Francesco da Barberino's Officiolum is a Book of Hours that stands out in the history of the book genre because it is probably the most antique Book of Hours produced in Italy. Made between the years 1304 and 1309, the manuscript is relatively small, measuring only 140 X 105 mm. Francesco da Barberino's Officiolum was thought and realised as a jewel.
The miniature cycle is impressive for its extension. In fact, out of the 174 folios of the manuscript 70 folios are illuminated. The pages display fine and elaborated initials that are endowed with laceworks in red or blue, and gold leaf. Some final pages (fols. 165—172v) are entirely written in burnished gold.
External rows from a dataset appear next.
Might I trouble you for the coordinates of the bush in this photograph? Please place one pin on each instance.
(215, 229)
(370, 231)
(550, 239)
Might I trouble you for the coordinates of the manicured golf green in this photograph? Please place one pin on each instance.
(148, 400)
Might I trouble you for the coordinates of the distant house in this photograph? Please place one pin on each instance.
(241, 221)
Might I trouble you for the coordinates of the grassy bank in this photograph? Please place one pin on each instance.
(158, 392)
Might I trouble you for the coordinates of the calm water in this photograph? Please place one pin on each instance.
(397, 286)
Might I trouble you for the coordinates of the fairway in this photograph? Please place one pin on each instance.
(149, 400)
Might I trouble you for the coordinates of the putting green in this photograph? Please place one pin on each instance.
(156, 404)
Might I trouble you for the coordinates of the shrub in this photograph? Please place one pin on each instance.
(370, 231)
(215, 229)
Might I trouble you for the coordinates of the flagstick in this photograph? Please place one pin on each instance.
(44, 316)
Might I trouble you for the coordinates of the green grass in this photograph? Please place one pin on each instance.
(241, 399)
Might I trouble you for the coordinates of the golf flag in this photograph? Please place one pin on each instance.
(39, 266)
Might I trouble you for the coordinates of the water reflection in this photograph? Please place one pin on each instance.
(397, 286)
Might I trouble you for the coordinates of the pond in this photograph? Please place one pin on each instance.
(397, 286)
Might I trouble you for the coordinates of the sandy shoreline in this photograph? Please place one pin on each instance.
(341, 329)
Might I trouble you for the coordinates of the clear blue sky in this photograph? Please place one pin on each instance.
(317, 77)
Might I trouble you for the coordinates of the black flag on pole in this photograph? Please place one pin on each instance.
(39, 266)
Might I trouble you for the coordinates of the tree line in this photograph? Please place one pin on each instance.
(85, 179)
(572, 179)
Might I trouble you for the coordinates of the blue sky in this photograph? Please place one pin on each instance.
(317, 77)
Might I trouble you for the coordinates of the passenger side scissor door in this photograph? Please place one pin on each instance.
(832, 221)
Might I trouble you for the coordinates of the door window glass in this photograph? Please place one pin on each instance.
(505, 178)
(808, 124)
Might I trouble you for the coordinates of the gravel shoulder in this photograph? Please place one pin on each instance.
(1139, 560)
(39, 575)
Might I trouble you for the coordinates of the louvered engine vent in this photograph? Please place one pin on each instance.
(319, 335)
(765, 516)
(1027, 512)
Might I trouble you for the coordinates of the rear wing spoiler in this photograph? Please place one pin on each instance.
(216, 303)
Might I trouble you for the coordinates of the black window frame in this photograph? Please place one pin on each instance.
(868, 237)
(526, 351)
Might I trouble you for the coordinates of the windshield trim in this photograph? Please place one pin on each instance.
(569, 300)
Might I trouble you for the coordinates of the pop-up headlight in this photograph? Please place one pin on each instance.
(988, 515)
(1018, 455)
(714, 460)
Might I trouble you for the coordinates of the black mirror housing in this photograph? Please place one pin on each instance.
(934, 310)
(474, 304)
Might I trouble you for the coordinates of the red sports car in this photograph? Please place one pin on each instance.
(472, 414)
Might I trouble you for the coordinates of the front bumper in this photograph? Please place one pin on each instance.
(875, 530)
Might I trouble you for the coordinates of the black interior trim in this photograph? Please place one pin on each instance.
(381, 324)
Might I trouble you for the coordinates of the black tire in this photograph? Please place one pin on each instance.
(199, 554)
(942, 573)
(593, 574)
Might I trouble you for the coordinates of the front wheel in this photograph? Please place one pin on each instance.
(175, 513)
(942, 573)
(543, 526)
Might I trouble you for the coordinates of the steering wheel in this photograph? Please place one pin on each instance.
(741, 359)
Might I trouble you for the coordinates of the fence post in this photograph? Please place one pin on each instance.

The Officiolum of Francesco da Barberino: A Manuscript Conceived by Its Author
Along with the canonical prayers, the book contains an allegoric treatise on Hope, an original and unknown work by Francesco da Barberino.
He directed the work of the illuminators, selected among the most talented painters of Romagna and Veneto. The book is remarkable for its iconographic invention, which shows the need to make text and image thoroughly complementary.
Despite the limited size of the book, the illuminators were able to present extremely detailed miniatures. They enriched the devotional text with iconographies related to philosophical and moral concepts of the Late Middle Ages. They represented the world and the underworld in ways comparable to the imaginary of the cosmos provided by Dante in the Divine Comedy.
The Officiolum and the Discovery of a Treasure Book
Lost for centuries, this manuscript has been recently found and the discovery welcomed as an extraordinary event. The richness of the decoration of the book is only one of the reasons of its relevance. The Officiolum made by Francesco de Barberino is a rare example of a manuscript discussed in its meanings and making in another work.
Francesco de Barberino wrote a Latin commentary to the Documenti D’Amore explaining the importance of enriching the verbal exposition with an abundant visual apparatus. The pictures help the author to communicate to the reader. Francesco da Barberino supported his arguments providing examples of some allegoric figures that were originally conceived for the Officiolum.